IMO this strict html code checking is complicating network support to end customers what already was or is not so easy sometimes.
We here do use transparent squid on lots of sites and soon someone complains about this kind of problem we rewrite our fwd rules so that it does not goes through squid anymore.
Even if we know that the remote site owner has no interest in somebody not capable to access his site we do not have the time to talk to him. Indeed it is not our problem and we are not a html coding school teaching how to correct errors. So here we simply desist and pass by squid for such kind of sites.
IMO I think it might be better for squid not checking code.
Custumers say: "Without your cache I can access the site, with your cache not. I do not want to know about and if you do not resolve this problem for me I do not use you service anymore but another where it works."
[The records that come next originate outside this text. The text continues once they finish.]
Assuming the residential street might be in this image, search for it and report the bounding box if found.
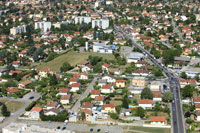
[70,77,98,113]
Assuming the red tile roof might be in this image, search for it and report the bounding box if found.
[31,107,43,112]
[116,80,126,83]
[150,116,165,122]
[82,102,92,108]
[138,99,153,104]
[69,83,81,87]
[193,97,200,102]
[91,90,100,95]
[102,84,111,89]
[69,78,78,82]
[59,88,69,93]
[80,109,92,115]
[103,63,110,68]
[6,88,20,93]
[152,91,162,98]
[102,104,116,110]
[94,96,105,101]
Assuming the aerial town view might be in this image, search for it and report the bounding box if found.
[0,0,199,132]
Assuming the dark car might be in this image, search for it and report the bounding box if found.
[29,96,34,99]
[97,129,101,132]
[62,127,66,130]
[57,126,61,129]
[90,128,93,132]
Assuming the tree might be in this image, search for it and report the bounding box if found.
[181,72,187,79]
[162,91,173,102]
[152,67,163,77]
[109,113,119,120]
[1,104,10,117]
[141,87,153,99]
[122,94,129,109]
[81,112,86,120]
[60,62,73,72]
[49,74,57,86]
[182,85,194,98]
[154,102,160,112]
[135,107,145,118]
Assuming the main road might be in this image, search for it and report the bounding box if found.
[116,25,185,133]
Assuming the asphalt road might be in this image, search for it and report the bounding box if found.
[116,25,185,133]
[70,77,98,113]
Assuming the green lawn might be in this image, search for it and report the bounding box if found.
[0,100,24,114]
[125,126,170,133]
[37,50,116,71]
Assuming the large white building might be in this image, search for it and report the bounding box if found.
[75,16,91,24]
[92,42,113,54]
[35,21,51,33]
[92,19,109,29]
[10,25,26,35]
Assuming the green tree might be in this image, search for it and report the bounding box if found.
[135,107,145,118]
[154,102,160,112]
[141,87,153,99]
[122,94,129,109]
[162,91,173,102]
[181,72,187,79]
[109,113,119,120]
[81,112,86,120]
[182,85,194,98]
[49,74,57,86]
[1,104,10,117]
[60,62,73,72]
[152,67,163,77]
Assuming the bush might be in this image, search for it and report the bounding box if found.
[109,113,119,120]
[25,101,37,111]
[186,118,194,124]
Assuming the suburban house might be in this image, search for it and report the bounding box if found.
[69,83,81,92]
[180,79,197,88]
[90,90,101,99]
[29,107,43,120]
[57,88,69,96]
[132,77,146,87]
[102,63,110,72]
[6,88,20,94]
[149,116,166,125]
[135,60,147,68]
[80,73,89,80]
[98,79,107,87]
[18,80,31,89]
[100,84,114,94]
[46,101,58,110]
[60,94,72,105]
[149,81,161,91]
[102,75,116,83]
[152,91,162,102]
[120,108,132,116]
[79,109,93,122]
[93,96,105,106]
[82,102,92,110]
[115,80,126,88]
[132,69,149,77]
[108,68,120,75]
[38,68,51,78]
[81,64,93,73]
[44,109,60,116]
[138,99,153,109]
[101,104,116,113]
[69,78,78,85]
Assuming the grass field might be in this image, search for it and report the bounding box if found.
[0,99,24,114]
[37,50,116,72]
[124,126,170,133]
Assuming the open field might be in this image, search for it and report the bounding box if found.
[0,99,24,113]
[124,126,170,133]
[37,50,116,71]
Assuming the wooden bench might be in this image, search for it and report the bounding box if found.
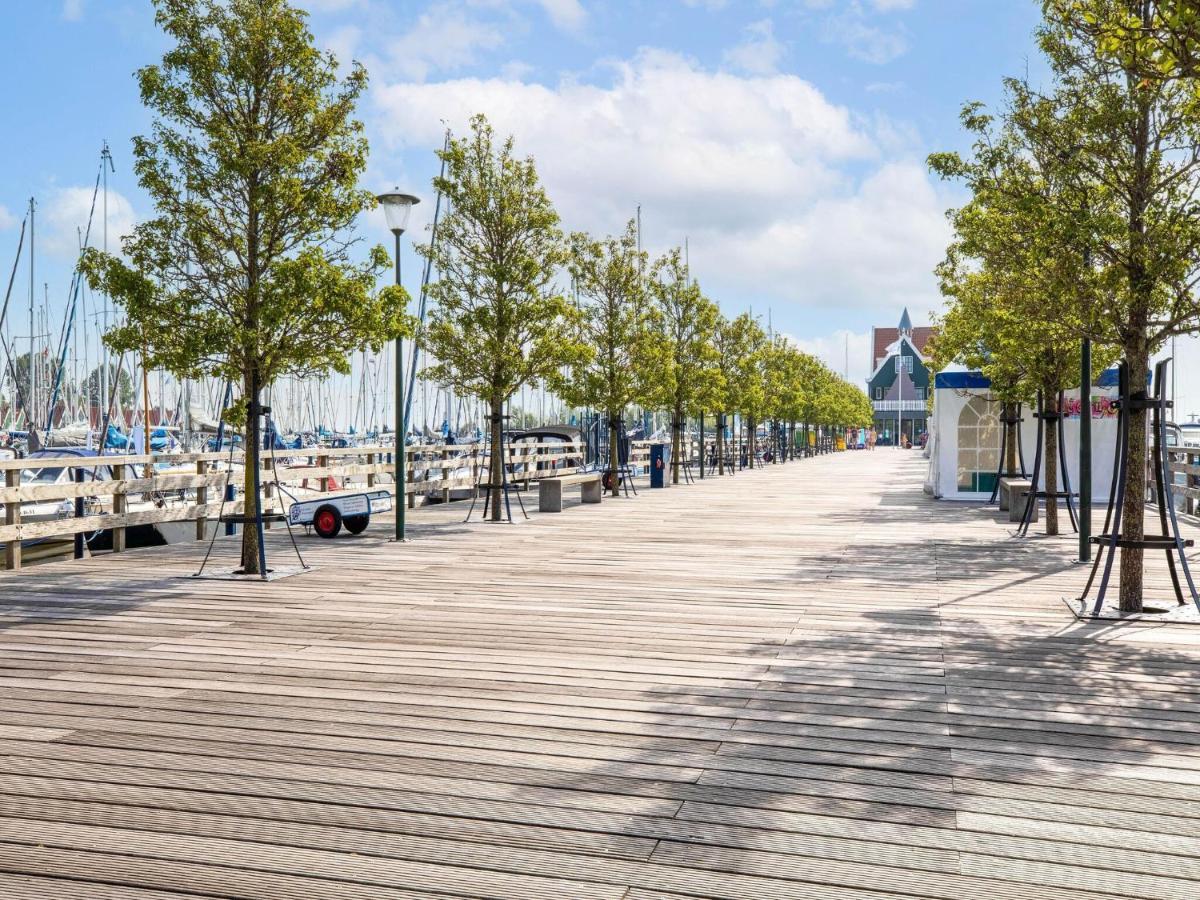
[538,472,603,513]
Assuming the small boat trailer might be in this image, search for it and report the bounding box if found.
[288,490,393,538]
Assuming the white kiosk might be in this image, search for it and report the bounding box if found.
[926,364,1120,502]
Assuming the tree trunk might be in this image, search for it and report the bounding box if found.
[608,412,620,498]
[1043,391,1059,537]
[1004,402,1018,477]
[1120,343,1150,611]
[747,418,756,469]
[489,398,504,521]
[240,369,262,575]
[1120,48,1153,611]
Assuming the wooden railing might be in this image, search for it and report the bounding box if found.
[0,439,596,570]
[0,433,819,570]
[1168,447,1200,516]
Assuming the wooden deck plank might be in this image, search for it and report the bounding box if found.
[2,450,1199,897]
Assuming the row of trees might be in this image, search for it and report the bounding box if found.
[81,0,870,570]
[930,0,1200,611]
[423,116,872,505]
[1,359,135,420]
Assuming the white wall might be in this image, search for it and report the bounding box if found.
[931,384,1118,503]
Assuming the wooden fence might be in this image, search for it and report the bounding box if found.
[0,439,702,570]
[0,432,831,569]
[1169,447,1200,516]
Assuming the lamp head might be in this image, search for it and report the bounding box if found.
[376,190,421,235]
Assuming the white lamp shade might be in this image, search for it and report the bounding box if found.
[376,190,420,234]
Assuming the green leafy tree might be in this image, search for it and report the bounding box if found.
[1048,0,1200,81]
[86,362,135,413]
[712,313,756,474]
[648,250,721,483]
[765,339,813,461]
[418,115,587,519]
[931,91,1117,535]
[7,352,54,426]
[1014,2,1200,607]
[724,312,768,469]
[558,221,662,496]
[82,0,407,574]
[794,354,832,451]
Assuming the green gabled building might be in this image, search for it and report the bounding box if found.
[866,308,933,446]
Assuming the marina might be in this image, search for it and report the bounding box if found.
[1,450,1200,897]
[7,0,1200,896]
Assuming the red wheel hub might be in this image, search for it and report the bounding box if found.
[316,510,335,532]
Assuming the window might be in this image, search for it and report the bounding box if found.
[874,387,883,400]
[956,396,1001,493]
[916,387,925,401]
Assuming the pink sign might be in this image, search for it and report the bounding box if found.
[1062,396,1118,419]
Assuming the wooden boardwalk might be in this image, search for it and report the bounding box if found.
[2,449,1200,899]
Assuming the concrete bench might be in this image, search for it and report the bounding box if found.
[998,477,1031,512]
[538,472,603,513]
[1001,478,1039,523]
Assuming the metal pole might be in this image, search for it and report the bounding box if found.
[1079,336,1092,562]
[394,230,406,542]
[73,467,85,559]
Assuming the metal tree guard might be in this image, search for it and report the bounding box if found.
[465,414,528,524]
[988,402,1029,506]
[1076,359,1199,615]
[1016,390,1078,537]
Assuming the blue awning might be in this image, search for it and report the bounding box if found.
[935,366,1137,391]
[934,371,991,389]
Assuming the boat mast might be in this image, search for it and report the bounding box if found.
[28,197,35,431]
[101,140,112,423]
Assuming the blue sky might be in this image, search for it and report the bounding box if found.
[1,0,1049,392]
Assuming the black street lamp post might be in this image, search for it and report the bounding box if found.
[377,190,420,542]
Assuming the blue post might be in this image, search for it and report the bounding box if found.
[224,484,236,536]
[650,443,667,488]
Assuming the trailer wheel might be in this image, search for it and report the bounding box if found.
[344,514,369,535]
[313,505,342,539]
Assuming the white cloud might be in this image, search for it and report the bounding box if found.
[500,59,536,80]
[536,0,586,32]
[304,0,367,11]
[723,19,785,75]
[373,50,948,317]
[323,24,363,68]
[0,205,17,231]
[716,161,950,309]
[376,49,875,233]
[42,186,137,260]
[383,5,508,81]
[802,0,915,11]
[796,0,912,64]
[824,10,909,64]
[789,328,872,386]
[61,0,85,21]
So even if "I" loose first my customer second they do not use squid anymore. I believe it could be considered to think about this.
I like to add that we here are using squid since 97/98 and what I wrote here is not in any kind a meant as offending critic to the developers but a point to think about. So what you think about this?
I think you've misunderstood something quite fundamental about how squid works:
Squid does not read, complain or validate HTML
In other words, it does not check it or care if it is even HTML, or if it is a binary file. Squid only cares about the HTTP _headers_ that the remote server is issuing when squid requests a document. HTTP headers have nothing to do with HTML, HTTP headers are generated by the HTTP server and administered by the server administrator, they are not anything to do with the web pages on the server itself.
I suspect you are meaning to complain about a number of different things at once:
* Strict HTTP header parsing - implemented in the most recent STABLE releases of squid, you can turn this off via a squid.conf directive anyway (but it is useful to have it set to log bad pages).
* ECN on with Linux can cause 'zero sized reply' responses, although usually you'll get a timeout. I have ECN on on my system and very few sites fail because of this, but there are a small number. Read the squid FAQ for information about how to turn this off if it is a problem.
* NTLM authentication, some uninformed site admins require or request NTLM authentication, this is not supported, not recommended by Microsoft on the internet and will not work (you'll get an error message). Squid should not support things which are known to be broken and not supposed to work!
Can you give some examples of specific sites which you need to bypass squid for that you cannot get to display using the items I mentioned above?
Reuben